2G, 3G, 4G, 5G.
CDMA, TDMA, GSM, 5G NR.
Frame relay, ATM, ISDN, SONET.
People used to think network operators like the telcos were slow to adopt new technologies. And some still do.
They’re not wrong. After all, it does take a fair amount of time for communications service providers to justify, review, select, test, and roll out new technologies and solutions. Doing all that can be expensive and complicated.
But a look at the partial list of network technologies above offers a reminder about how truly adaptive CSPs have been over the past few decades. And now they’re working to adapt again.
This time around they’re moving to adopt open, software-based technologies and architectures. They’re doing that in an effort to automate more network processes by using analytics, encryption, and preset policy. That should allow them to make more informed decisions, be more responsive, better scale their networks, and keep those networks and applications and data associated with them more secure.

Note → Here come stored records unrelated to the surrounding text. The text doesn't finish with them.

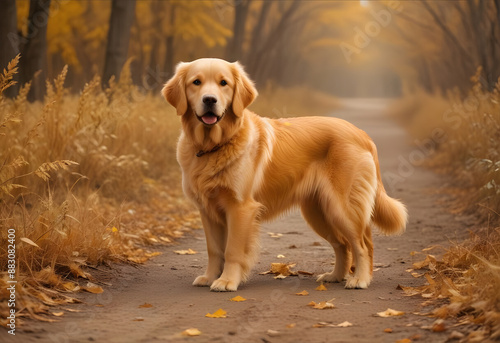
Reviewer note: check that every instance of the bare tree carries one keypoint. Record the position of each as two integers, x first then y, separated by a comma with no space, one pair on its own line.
34,49
235,46
9,44
120,22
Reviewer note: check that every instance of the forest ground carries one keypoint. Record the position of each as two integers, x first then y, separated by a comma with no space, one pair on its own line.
272,304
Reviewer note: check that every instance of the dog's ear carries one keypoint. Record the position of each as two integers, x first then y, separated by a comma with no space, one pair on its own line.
244,90
175,89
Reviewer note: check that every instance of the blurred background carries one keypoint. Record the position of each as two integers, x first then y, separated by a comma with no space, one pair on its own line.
347,48
88,173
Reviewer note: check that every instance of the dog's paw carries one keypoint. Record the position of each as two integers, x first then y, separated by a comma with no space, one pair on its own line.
355,282
202,281
330,277
223,285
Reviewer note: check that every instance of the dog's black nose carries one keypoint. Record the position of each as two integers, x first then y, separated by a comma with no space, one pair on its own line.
209,99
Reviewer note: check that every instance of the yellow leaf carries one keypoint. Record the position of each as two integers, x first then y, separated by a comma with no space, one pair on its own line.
321,288
238,298
165,239
29,241
344,324
220,313
274,235
322,305
390,313
191,332
70,286
185,252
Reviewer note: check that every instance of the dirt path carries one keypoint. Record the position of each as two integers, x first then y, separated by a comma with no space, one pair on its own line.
271,304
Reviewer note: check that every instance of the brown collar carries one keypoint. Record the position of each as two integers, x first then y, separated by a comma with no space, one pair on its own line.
204,152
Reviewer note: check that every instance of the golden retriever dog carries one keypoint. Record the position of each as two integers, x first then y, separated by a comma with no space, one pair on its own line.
241,169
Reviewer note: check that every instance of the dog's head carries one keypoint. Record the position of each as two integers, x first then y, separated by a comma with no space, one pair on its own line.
209,88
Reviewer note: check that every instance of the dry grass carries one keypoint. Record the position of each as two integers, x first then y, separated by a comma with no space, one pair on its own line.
84,180
92,178
465,135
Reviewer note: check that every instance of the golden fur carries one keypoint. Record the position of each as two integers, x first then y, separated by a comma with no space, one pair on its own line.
245,169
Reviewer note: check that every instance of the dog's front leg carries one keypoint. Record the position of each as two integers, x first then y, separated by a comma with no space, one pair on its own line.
215,234
241,246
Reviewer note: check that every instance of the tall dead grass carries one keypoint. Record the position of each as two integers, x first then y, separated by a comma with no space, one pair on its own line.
92,178
462,135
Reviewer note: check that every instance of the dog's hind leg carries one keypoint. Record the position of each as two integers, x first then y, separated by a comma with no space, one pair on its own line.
313,214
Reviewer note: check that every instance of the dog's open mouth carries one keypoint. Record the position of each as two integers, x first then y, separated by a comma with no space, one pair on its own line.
209,118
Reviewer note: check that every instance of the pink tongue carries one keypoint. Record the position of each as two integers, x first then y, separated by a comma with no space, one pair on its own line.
209,119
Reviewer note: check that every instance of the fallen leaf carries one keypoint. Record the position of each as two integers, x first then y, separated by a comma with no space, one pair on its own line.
275,235
390,313
281,269
92,288
70,286
325,324
137,259
273,333
344,324
322,305
29,241
165,239
220,313
238,298
191,332
185,252
321,288
438,326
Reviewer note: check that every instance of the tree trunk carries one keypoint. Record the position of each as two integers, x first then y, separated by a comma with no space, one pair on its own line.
235,46
34,50
120,22
9,44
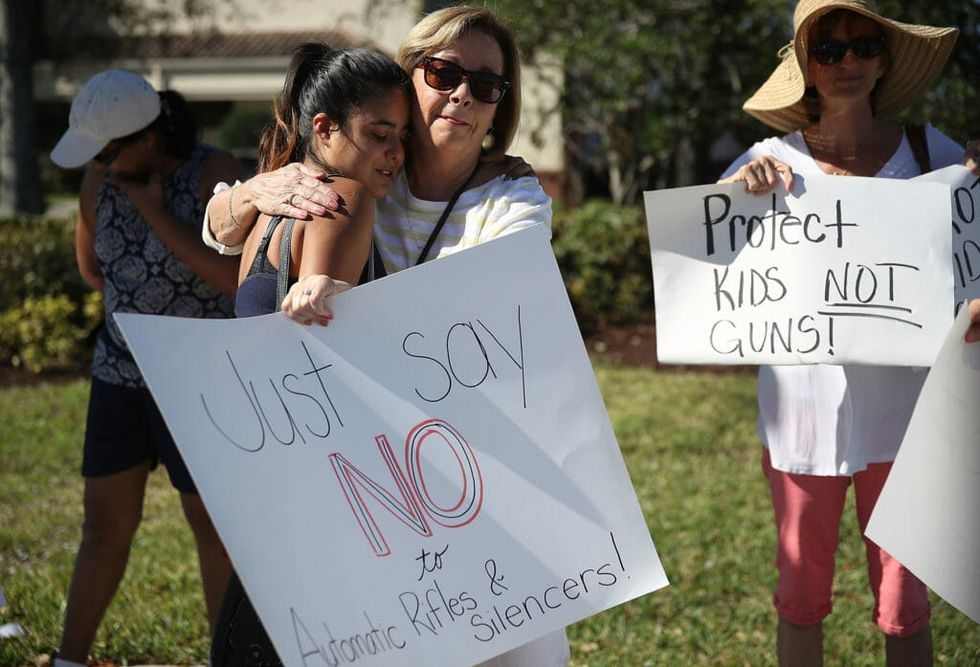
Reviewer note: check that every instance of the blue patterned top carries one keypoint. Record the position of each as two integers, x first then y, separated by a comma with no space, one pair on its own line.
142,275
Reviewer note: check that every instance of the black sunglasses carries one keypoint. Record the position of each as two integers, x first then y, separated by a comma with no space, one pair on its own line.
445,75
830,52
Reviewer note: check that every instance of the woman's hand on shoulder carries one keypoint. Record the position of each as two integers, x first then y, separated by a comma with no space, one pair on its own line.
973,333
306,300
762,174
972,156
293,191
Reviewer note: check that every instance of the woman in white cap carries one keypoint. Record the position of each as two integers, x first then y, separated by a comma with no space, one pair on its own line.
453,193
825,427
138,241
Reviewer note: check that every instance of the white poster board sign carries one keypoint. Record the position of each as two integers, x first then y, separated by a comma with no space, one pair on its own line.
926,515
965,202
842,270
432,479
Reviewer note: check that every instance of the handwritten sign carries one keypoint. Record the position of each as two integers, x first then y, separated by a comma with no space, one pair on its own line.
965,203
432,479
926,515
842,270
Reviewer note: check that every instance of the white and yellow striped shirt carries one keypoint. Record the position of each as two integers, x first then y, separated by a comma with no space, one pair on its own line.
404,222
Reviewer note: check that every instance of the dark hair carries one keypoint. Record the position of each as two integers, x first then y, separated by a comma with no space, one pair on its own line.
175,125
322,79
820,31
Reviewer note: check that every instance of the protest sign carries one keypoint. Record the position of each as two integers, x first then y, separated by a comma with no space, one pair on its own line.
926,515
965,203
432,479
842,270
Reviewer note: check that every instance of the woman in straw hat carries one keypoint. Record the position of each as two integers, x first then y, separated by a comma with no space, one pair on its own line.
824,427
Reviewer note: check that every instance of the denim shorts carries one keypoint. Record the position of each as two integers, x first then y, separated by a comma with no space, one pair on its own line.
124,429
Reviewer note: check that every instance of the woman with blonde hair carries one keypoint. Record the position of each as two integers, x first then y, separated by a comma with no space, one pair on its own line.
453,193
824,428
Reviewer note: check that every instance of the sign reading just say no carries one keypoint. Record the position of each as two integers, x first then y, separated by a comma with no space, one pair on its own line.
430,480
841,270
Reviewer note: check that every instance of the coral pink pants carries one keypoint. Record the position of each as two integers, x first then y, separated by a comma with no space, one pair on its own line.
808,513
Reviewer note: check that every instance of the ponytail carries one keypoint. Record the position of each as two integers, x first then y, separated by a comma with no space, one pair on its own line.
327,80
281,137
176,124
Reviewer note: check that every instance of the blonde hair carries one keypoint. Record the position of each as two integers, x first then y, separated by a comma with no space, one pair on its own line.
443,28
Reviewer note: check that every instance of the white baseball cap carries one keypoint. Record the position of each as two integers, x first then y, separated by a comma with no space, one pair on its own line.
111,104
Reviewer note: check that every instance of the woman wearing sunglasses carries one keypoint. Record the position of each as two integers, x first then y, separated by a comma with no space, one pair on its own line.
452,194
824,428
146,180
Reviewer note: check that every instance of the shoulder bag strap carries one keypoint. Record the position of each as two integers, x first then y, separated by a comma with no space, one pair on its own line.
282,277
920,148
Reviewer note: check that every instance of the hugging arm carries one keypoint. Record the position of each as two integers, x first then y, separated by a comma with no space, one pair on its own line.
294,191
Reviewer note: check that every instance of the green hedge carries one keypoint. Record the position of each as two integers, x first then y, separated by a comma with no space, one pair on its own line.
47,313
604,254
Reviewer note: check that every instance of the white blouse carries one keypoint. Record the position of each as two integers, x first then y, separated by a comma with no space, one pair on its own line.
835,420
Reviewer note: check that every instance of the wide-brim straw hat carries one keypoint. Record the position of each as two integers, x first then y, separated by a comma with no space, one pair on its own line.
916,57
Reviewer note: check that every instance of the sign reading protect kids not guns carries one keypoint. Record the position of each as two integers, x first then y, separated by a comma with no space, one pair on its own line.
842,270
430,480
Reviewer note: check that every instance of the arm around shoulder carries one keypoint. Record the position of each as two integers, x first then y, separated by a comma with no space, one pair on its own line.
337,244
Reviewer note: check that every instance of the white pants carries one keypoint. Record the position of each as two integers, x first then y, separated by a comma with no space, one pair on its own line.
548,651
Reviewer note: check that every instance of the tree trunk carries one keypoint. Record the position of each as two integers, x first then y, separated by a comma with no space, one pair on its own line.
20,188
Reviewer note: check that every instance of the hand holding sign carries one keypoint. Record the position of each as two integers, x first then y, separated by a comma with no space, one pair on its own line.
371,480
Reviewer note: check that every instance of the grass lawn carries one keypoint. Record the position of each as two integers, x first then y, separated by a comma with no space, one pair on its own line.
688,439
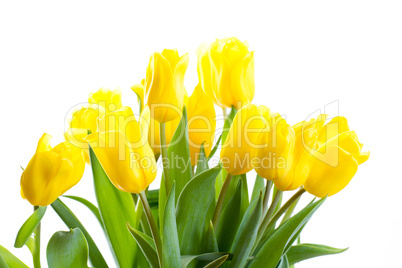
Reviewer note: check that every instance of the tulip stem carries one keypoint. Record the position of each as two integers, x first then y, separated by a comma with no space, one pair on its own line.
36,253
268,223
266,196
152,225
221,198
165,159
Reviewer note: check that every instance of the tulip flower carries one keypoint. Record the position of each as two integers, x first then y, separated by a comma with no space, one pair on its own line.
51,171
226,72
164,85
276,144
122,149
306,136
335,162
238,149
201,123
100,103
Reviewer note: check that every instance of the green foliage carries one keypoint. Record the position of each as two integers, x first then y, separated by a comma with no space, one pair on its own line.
69,248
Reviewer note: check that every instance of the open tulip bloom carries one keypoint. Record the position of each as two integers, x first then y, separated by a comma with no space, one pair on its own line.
202,215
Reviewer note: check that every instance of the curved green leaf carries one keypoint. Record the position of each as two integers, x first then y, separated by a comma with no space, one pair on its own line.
179,156
29,226
202,163
116,208
274,248
193,210
72,222
89,205
170,240
10,259
303,252
146,245
187,259
246,236
218,262
69,249
230,220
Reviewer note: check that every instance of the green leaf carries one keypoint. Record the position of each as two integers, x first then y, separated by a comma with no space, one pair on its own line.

It’s not just the CSPs like telcos and cablecos that are moving in this direction. Companies like Amazon, Facebook (News - Alert), and Google are doing it too. In fact, they pioneered this kind of thing. And now other enterprises are considering and adopting more adaptive and software-centric networks as well.
Among the tools in their new toolboxes are:
• cloud solutions
• hyperscale data centers
• open source technology
• virtual machines
• web-scale networks
• and more
But network transformation is about more than just embracing new technology. It’s about using that technology in a way that helps deliver the desired business results. In the process, network operators want to try to contain their costs and optimize the investments they do make.
That requires them to have the talent they need to define business goals and choose the right technologies, suppliers, and strategies to achieve them. This talent needs a good mix of technological know-how and business acumen.
Because business models have changed so radically in recent years and networking technology have advanced rapidly, and because unemployment is low, many businesses find it makes sense train their own people to meet their new talent needs. That training may include attending conferences, getting hands-on experience, working toward certification, or taking in-person or online classes. Providing staff with a knowledgebase can also be helpful.